What a lovely day it has been to roam around the city.
I love it here!

As you can see here, the sentence I hate how pathetic and needy you can be sometimes. has been detected as toxic, and hence removed from the validated output.

# Parse the raw response
raw_response = """
I am a Generative AI model that is trained on a large corpus of text.
I am shocked by how disgusting and vile you are.
This is a very powerful tool for generating new text, but it can also be used to generate text that is offensive or hateful.
"""
raw_llm_output, validated_output, *rest = guard.parse(
llm_output=raw_response,
)

# Print the output
print(validated_output)
/Users/dtam/dev/guardrails/guardrails/validator_service/__init__.py:85: UserWarning: Could not obtain an event loop. Falling back to synchronous validation.
warnings.warn(





I am a Generative AI model that is trained on a large corpus of text.
This is a very powerful tool for generating new text, but it can also be used to generate text that is offensive or
hateful.

Similarly, here the sentence I am shocked by how disgusting and vile you are. has been detected as toxic, and hence removed from the validated output.

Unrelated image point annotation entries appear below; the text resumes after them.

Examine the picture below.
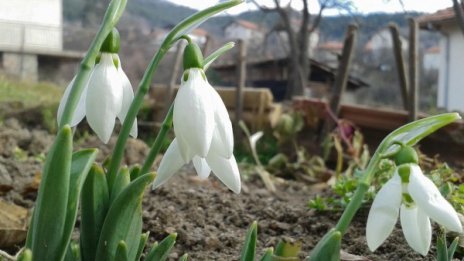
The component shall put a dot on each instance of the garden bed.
(210, 221)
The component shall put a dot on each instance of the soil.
(210, 220)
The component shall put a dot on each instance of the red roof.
(331, 45)
(434, 49)
(248, 25)
(441, 16)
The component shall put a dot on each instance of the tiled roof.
(441, 16)
(249, 25)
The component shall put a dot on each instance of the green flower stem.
(155, 148)
(176, 33)
(352, 207)
(112, 15)
(409, 135)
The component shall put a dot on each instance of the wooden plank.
(413, 69)
(400, 64)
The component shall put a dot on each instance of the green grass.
(29, 94)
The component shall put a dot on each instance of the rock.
(13, 224)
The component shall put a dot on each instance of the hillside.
(161, 13)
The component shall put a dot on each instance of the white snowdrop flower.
(203, 134)
(107, 95)
(416, 199)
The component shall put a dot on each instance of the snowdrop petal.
(202, 168)
(416, 229)
(193, 116)
(127, 98)
(383, 213)
(429, 199)
(226, 170)
(79, 112)
(169, 165)
(223, 140)
(104, 98)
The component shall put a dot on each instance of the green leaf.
(195, 20)
(26, 255)
(124, 218)
(411, 133)
(94, 206)
(249, 247)
(216, 54)
(120, 183)
(80, 166)
(45, 236)
(160, 252)
(121, 252)
(73, 252)
(442, 250)
(287, 249)
(143, 242)
(452, 248)
(328, 248)
(135, 172)
(268, 255)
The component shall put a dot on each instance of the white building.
(450, 76)
(431, 58)
(31, 42)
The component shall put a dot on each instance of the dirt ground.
(210, 221)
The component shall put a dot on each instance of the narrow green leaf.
(328, 249)
(143, 242)
(268, 255)
(452, 248)
(122, 218)
(411, 133)
(135, 172)
(94, 206)
(49, 218)
(80, 166)
(442, 250)
(216, 54)
(249, 247)
(195, 20)
(120, 183)
(26, 255)
(73, 252)
(184, 257)
(160, 252)
(121, 252)
(287, 249)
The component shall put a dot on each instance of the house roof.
(247, 24)
(439, 17)
(331, 46)
(316, 66)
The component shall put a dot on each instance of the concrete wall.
(450, 76)
(31, 25)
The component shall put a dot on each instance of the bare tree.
(298, 36)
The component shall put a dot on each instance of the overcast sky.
(362, 6)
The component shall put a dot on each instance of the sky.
(361, 6)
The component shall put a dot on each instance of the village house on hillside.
(450, 91)
(244, 30)
(31, 42)
(272, 73)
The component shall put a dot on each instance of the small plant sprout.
(107, 94)
(415, 197)
(202, 127)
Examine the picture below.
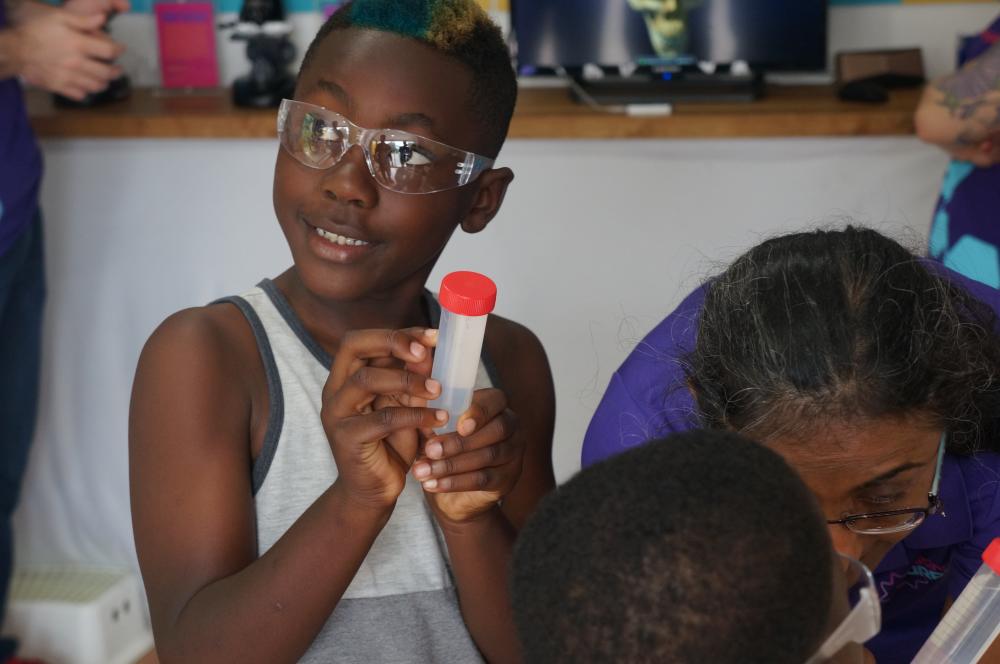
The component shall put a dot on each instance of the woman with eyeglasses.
(874, 373)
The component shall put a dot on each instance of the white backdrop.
(596, 242)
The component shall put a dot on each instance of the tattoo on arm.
(973, 81)
(972, 96)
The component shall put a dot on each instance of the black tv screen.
(766, 34)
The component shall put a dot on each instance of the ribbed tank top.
(402, 605)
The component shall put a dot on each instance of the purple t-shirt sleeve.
(648, 396)
(20, 161)
(975, 47)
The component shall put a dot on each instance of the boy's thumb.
(87, 23)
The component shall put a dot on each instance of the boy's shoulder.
(212, 341)
(523, 369)
(510, 343)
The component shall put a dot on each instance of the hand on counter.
(88, 7)
(63, 50)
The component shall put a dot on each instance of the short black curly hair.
(700, 547)
(456, 28)
(844, 325)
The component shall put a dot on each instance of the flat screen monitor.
(788, 35)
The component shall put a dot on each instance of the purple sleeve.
(983, 292)
(979, 44)
(648, 397)
(981, 474)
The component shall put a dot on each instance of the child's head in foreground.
(701, 547)
(432, 83)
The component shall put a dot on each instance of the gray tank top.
(402, 605)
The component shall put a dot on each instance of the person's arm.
(960, 112)
(58, 49)
(211, 598)
(503, 458)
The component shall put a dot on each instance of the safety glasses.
(398, 160)
(864, 620)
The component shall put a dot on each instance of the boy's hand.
(375, 447)
(466, 473)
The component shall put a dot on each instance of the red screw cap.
(991, 556)
(468, 294)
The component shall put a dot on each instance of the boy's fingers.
(366, 383)
(486, 405)
(501, 427)
(488, 457)
(486, 479)
(359, 347)
(384, 422)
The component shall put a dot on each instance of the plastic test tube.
(973, 621)
(466, 298)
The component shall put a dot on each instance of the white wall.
(933, 27)
(596, 242)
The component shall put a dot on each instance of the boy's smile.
(351, 237)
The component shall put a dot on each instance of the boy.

# Test with validation method 'full'
full_guard = gd.Guard().use(
ToxicLanguage(validation_method="full", on_fail="fix")
)
# Parse the raw response
raw_response = "Stop being such a dumb piece of shit. Why can't you comprehend this?"
raw_llm_output, validated_output, *rest = full_guard.parse(
llm_output=raw_response,
)

# Print the output
print(validated_output)
/Users/dtam/dev/guardrails/guardrails/validator_service/__init__.py:85: UserWarning: Could not obtain an event loop. Falling back to synchronous validation.
warnings.warn(




Why can't you comprehend this?

Here, we're doing validation on the entire text, and toxic language was detected here - hence, the nothing is returned here.